Alberto Loret de Mola

Personal information
- Full name: Alberto Loret de Mola Saldamando
- Date of birth: 13 January 1928
- Place of birth: Lima, Peru
- Date of death: 24 August 2005 (aged 77)
- Place of death: Lima, Peru
- Height: 1.74 m (5 ft 9 in)
- Position: Midfielder

Senior career*
- Years: Team / Apps / (Gls)
- 1947: Centro Iqueño
- 1948–1949: Deportivo Municipal
- 1950: Universidad de Bogotá
- 1951: Huracán de Medellín
- 1952–1953: Huracán
- 1954: Centro Iqueño
- 1955–1956: Universitario
- 1956–1957: Atlas F.C.
- 1957–1958: Sporting Cristal
- 1958–1960: UD Las Palmas / 31 / (6)
- 1961–1963: Le Havre AC / 57 / (14)
- 1963–1965: Porvenir Miraflores

International career
- 1955–1956: Peru / 7 / (0)

= Alberto Loret de Mola =

Peruvian footballer (1928–2005)

Alberto Loret de Mola Saldamando (13 January 1928 – 24 August 2005) was a Peruvian professional footballer who played as midfielder.

== Playing career ==
=== Club career ===
Loret de Mola began his career in 1947 with Centro Iqueño before moving to Deportivo Municipal the following year.

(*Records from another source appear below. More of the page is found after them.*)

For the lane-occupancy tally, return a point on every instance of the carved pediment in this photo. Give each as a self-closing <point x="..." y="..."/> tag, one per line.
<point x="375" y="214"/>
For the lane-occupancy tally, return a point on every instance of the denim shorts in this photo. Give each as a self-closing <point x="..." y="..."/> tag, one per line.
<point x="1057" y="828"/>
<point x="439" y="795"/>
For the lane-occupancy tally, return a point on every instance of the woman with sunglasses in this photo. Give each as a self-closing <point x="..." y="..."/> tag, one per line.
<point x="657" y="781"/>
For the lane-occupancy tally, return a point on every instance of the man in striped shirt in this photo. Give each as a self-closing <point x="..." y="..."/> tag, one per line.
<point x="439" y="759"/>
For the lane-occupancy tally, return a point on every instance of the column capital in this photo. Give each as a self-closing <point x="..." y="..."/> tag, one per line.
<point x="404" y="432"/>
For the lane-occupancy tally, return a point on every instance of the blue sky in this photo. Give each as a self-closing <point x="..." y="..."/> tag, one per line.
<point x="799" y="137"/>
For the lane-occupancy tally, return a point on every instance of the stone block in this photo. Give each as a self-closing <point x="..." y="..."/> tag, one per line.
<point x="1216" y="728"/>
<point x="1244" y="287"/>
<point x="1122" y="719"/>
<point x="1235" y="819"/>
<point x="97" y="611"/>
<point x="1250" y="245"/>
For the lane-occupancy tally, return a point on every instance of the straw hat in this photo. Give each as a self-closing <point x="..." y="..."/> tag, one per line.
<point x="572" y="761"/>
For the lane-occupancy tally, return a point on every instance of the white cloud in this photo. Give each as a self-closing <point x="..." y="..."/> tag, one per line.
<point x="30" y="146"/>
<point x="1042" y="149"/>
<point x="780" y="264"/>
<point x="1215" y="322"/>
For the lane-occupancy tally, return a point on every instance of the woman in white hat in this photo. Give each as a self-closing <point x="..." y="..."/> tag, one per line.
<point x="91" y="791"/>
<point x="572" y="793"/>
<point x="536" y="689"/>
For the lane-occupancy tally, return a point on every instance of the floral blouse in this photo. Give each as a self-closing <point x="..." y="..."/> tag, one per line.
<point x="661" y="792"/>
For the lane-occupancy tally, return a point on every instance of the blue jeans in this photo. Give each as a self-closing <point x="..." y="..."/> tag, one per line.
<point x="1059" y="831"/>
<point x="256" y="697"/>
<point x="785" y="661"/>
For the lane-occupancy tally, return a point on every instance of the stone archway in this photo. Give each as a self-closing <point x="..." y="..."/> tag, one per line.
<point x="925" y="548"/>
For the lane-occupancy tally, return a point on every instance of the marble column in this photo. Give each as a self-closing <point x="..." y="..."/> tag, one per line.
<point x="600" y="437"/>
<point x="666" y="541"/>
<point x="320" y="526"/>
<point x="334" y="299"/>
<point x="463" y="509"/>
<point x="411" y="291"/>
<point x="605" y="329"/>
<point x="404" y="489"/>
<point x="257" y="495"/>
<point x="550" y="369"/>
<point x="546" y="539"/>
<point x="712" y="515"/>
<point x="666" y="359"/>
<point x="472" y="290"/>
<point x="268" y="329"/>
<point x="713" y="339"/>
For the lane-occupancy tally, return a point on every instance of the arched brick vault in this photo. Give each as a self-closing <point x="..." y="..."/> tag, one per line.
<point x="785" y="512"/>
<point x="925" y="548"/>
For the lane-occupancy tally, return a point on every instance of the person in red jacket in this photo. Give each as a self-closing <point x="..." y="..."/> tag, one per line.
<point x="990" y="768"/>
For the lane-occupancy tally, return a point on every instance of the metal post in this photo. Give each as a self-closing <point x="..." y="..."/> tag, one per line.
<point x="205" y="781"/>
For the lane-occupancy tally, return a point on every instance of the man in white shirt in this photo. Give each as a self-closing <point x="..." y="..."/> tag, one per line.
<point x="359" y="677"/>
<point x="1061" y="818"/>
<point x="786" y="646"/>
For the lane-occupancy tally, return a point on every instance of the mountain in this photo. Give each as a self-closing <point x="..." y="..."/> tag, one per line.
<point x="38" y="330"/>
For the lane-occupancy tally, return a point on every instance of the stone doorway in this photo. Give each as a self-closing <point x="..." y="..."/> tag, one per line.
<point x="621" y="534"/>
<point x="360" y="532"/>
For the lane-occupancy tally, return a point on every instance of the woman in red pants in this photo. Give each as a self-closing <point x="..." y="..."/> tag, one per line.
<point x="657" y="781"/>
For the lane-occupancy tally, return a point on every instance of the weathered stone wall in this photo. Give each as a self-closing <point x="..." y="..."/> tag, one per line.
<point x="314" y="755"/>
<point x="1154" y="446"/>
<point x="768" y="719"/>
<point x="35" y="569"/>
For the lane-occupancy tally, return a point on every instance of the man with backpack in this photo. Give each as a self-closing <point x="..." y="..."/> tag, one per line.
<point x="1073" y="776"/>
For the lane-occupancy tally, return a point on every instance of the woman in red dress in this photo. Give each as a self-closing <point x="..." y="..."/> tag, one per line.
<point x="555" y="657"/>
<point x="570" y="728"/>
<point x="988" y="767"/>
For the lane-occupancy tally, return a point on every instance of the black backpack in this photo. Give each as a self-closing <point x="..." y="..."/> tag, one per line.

In 1950, he emigrated to Colombia and played for two now-defunct clubs: Universidad de Bogotá and Huracán de Medellín.

In 1952, he continued his professional career in Argentina with CA Huracán. He returned to Peru with a certain renown and rejoined the club where he had started, Centro Iqueño. His strong performances earned him opportunities to play for more prestigious clubs such as Universitario de Deportes and Sporting Cristal.

In the late 1950s, Loret de Mola tried his luck in Europe, first in Spain with UD Las Palmas, and became the first Peruvian player to play in La Liga. He played 31 matches in the Spanish First Division. He then moved to France, joining Le Havre AC, a club with which he was relegated in 1962.

He finished his playing career in the Peruvian second division, with Porvenir Miraflores.

=== International career ===
Loret de Mola was called up to the Peruvian national team to participate in the 1955 and 1956 South American Championships. He played seven matches in total (scoring no goals).